Traveling solo doesn’t mean you have to travel in solitude. But if you believe that bars and hostels are your only options for making friends abroad — and you’re not into the bar scene, and would prefer more comfortable accommodations than a hostel — you’ll find yourself pretty limited. To make solid connections, and maybe get a few good stories out of it, you’ll have to think outside the box. Here are seven ways to make friends while traveling solo, sans hostel bunkmates and crazy bar scenes.
Since group tours, hikes, volunteer projects, etc. connect people through a shared interest, it can be a great way to meet people. Many of your group mates might be there in couples, or with friends, but that doesn’t exclude you from speaking to them, and learning what you have in common. Whether it’s a multi-day group hike to Machu Picchu, a tour of Edinburgh Castle, or a free city walking tour, there are plenty of options to suit every interest.
On my first day studying abroad in Edinburgh, I took a tour of the Edinburgh dungeons, where I met a fellow student who was also on the tour solo. It turned out that he lived in my building, just one floor below me; we stayed friends the rest of the year.
You don’t have to get drunk and go to the bar to find international romance. Tinder might be the most convenient way to meet someone abroad, especially if you’re not looking strictly for friendship. It’s always advisable to exercise caution when you meet someone online, so be sure to meet in a public place first, or plan to do a fun activity together.
Thanks to Tinder, my friends and I once got a free tour of Quebec City, and been shown the ins and outs of the nightlife scene in Sofia, Bulgaria. Locals are often eager to meet new people and show them around the city they call home.
This one requires a bit of luck. Usually, people in Ubers are just trying to get to their destination, and don’t want to make best friends with their ride mate. But if you’re using Uberpool, a function that allows you to share the ride with a stranger for a cheaper rate, you might find yourself sitting next to someone interesting, who will probably be going to a destination near yours.
Free public events
Free public events, like crafts fairs or farmers markets, can be a great place to meet other travelers. Because these events are free, there’s a ton of foot traffic from both tourists and locals alike — a good opportunity to connect with people over common interests.
In Geneva, I stumbled upon a medieval crafts fair and reenactment in one of the city’s parks. It was pretty easy to find something to talk about with others who had also wandered into the park while watching the make-believe jousts and the archery contest.

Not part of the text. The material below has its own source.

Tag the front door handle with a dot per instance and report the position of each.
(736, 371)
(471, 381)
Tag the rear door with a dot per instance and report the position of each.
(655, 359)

While this may sound counterintuitive because most people in airports are usually going somewhere you’re not, it’s actually one of the best places you’ll ever find for meeting new people. Logistically, it’s perfect. It has people from all over the world, often waiting for hours for their flights, bored, with very little to pass the time. If you look at it from a social perspective, airports are basically bars without the sloppiness. Obviously, some people just want to be left alone or are really into their audiobook, but most — once they get over the shock of someone actually speaking to them in an airport — would rather pass the time talking to a fun stranger than trying in vain to nap.
Play the dumb foreigner card
This doesn’t mean that you should act stupid and culturally insensitive. It means that you should not be afraid to approach someone who looks local and say, “hey, I just got here today and I could use some advice. Any good restaurant, park, sightseeing, etc. recommendations?” Most locals will be more than happy to help, and may even invite you to pull up a chair and join them.
In Malta, I was sitting at a cafe and asked a few local students for a restaurant recommendation for me and my friends. That question turned into me following this group of students around St. Julian’s, trying various Maltese snack foods that they insisted were essential to my visit.
While this might sound a little suspect, especially if you’re not a big gambler, it really is effective. Nothing brings people together like losing money. Everyone at a casino is there for the same reason, which creates a natural sense of community. Whether it’s commiserating over your losses with your neighbors at a blackjack table or sharing the jubilation of winning with others at a craps table, gambling can be a great bonding experience.
At a roulette table in Monte Carlo, I met another American who happened to be traveling by himself. I was there with a friend, and the three of us shared the highs and lows of the table for a few hours before parting ways. The guy ended up joining us at the bar the following night, and we’re still in touch.